1.1.3. Tension des signes passeurs
Nous voyons ainsi que la création de signes passeurs
relève d'un mouvement de virtualisation, c'est-à-dire la mise en
virtualité de matrices de parcours attentionnels. Cependant, ces
mouvement de virtualisation que sont les signes passeurs révèlent
des tensions dans les pratiques professionnelles.
Pour être optimalement efficaces, l'utilisation des
signes passeurs nécessite une connaissance approfondie du territoire :
alors qu'ils réduisent les temporalités à néant
(pouvant faire appel à des points à distances temporelles
entièrement différentes dans le même mouvement), ils
doivent renvoyer de manière pertinente à un autre point du
territoire, en même temps qu'ils doivent être maximalement
présents. Il faut donc pour le scripteur avoir une connaissance
approfondie du reste du territoire, ce qui peut se trouver complexe dans des
organisations disloquées, ou employant des scripteurs ponctuels. Ce
temps de création de signes passeurs chez les scripteurs ponctuels peut
être relayé par un scripteur connaissant très bien le
territoire (par exemple le rédacteur en chef, ou un journaliste fixe de
longue date). Cependant, cette action prend du temps, un temps dont la valeur
se doit d'être envisagée, puisque rajoutant de l'action de travail
de secrétariat de rédaction à celui qui ajoute, sans que
son nom n'apparaisse dans le résultat final. Cet ajout d'action, en plus
de dissoudre la signature de l'ajoutant dans le texte du scripteur premier, est
une activité professionnelle à la valeur difficilement
quantifiable. Cette connaissance est également complexifiée par
la recherche de l'instantané dans l'innovation : trouver d'autres
points, construire des virtualités par signes passeurs nécessite
du temps, du renvoi, de la lecture, et peut venir en tension avec la recherche
de la rapidité. C'est une pratique, sur PP, effectuée par le
rédacteur en chef, qui viendra ajouter des liens vers d'autres pages du
territoire à la suite de l'écriture d'un pigiste.

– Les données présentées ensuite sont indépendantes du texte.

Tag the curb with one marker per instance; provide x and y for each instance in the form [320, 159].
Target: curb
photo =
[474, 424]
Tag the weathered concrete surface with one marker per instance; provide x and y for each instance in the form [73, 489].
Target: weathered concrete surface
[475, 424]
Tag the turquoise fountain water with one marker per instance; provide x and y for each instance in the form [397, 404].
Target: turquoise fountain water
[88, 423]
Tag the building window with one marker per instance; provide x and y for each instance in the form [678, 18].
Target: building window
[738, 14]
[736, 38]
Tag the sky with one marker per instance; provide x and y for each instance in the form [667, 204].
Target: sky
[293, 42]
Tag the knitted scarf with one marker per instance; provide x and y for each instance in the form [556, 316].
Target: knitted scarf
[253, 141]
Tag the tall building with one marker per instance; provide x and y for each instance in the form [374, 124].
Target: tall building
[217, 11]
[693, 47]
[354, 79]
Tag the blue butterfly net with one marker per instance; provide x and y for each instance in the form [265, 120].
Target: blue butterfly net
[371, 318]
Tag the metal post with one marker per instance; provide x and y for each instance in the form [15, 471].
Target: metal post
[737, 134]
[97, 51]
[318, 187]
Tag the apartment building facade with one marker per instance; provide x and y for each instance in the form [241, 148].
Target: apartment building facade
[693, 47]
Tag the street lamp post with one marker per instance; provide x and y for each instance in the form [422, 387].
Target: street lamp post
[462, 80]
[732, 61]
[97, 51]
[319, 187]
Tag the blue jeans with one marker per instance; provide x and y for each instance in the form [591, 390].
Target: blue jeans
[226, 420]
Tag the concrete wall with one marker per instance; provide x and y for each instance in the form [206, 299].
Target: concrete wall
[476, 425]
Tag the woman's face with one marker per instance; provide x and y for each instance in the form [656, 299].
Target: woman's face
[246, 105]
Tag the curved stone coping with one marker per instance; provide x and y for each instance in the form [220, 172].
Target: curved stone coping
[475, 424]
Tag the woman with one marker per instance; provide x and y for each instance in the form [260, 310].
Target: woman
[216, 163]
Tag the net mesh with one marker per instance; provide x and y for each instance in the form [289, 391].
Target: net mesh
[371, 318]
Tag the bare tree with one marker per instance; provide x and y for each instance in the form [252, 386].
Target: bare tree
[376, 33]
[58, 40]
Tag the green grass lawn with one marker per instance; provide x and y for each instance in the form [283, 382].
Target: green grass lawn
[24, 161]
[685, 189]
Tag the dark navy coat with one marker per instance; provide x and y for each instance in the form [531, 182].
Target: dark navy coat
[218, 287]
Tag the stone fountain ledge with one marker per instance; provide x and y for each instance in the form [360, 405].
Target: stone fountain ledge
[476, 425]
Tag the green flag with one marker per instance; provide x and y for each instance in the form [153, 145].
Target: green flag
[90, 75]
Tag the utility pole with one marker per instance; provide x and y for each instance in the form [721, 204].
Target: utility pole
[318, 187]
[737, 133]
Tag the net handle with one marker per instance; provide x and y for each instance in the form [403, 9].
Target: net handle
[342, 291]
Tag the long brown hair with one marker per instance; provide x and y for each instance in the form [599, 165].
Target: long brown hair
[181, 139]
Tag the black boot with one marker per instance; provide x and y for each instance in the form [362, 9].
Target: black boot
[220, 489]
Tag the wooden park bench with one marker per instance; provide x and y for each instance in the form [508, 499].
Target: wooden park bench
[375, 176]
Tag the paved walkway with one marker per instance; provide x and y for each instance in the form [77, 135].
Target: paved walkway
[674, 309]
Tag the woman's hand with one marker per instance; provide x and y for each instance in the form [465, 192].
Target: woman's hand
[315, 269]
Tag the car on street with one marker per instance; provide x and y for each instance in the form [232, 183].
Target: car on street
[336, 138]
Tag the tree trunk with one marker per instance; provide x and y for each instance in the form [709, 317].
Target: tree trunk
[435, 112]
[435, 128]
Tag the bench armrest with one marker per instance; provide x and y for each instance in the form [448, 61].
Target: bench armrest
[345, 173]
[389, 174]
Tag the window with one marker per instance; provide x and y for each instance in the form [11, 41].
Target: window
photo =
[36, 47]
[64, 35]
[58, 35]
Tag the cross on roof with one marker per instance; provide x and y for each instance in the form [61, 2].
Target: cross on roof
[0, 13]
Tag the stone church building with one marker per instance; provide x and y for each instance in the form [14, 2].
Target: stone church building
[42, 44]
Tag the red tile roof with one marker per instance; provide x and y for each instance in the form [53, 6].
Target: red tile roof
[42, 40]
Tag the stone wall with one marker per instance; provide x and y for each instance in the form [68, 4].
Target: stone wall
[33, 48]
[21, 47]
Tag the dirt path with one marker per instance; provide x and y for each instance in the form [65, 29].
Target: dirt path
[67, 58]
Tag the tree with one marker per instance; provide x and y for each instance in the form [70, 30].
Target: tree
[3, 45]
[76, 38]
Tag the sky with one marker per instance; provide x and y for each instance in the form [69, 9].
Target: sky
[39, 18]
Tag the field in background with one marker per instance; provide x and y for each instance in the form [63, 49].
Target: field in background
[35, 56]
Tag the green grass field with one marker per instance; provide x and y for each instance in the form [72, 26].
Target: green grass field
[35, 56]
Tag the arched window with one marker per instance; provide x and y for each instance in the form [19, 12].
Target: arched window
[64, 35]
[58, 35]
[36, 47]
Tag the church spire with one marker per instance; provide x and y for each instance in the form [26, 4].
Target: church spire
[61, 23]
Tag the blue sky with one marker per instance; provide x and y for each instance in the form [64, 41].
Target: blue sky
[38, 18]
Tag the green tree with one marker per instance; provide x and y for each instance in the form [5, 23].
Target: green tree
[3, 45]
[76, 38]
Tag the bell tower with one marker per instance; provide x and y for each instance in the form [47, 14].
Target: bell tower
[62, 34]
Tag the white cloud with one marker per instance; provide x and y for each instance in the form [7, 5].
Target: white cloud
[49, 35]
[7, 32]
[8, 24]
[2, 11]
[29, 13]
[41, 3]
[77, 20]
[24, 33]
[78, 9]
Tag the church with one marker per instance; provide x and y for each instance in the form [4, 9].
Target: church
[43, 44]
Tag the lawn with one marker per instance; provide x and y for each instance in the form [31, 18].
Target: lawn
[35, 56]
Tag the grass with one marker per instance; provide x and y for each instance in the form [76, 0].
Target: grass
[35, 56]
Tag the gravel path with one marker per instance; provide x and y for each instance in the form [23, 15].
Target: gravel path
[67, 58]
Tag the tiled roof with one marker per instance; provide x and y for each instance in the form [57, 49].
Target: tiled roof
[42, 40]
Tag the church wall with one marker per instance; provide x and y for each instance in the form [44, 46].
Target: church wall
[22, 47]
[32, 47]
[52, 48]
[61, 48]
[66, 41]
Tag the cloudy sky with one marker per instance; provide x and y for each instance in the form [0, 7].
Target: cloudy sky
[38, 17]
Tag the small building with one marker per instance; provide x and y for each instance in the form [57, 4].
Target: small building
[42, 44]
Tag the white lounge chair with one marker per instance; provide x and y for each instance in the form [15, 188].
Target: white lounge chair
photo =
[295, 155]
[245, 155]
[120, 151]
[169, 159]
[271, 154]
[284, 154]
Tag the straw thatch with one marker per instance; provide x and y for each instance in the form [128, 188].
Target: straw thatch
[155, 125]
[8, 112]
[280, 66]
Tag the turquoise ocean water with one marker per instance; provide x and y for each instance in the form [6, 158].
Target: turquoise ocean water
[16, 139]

Les signes passeurs peuvent également être une
distraction à l'attention, un bruit dans le parcours. Pour exemple,
l'encart publicitaire se revêt d'un paradoxe : alors qu'il est source de
revenu monétaire, il peut être à l'origine d'une
échappée de l'attention, et donc provoquer une perte de gain
attentionnel, en détournant le parcours de lecture et en faisant quitter
le territoire du média, actualisant un parcours qui se détourne
de celui envisagé par le scripteur. On voit donc une tension se
développer dans le signe passeur publicitaire : il faut capter
l'attention dans le territoire pour livrer de l'audience publicitaire, mais en
même temps la publicité est un détournement virtuel de
l'attention. Le signe passeur en tant qu'il est trace d'usage peut
revêtir la même dynamique : le lecteur, soudainement
interpellé par une trace de passage, peut décider de quitter le
territoire pour rejoindre l'autre territoire que ce signe virtualise.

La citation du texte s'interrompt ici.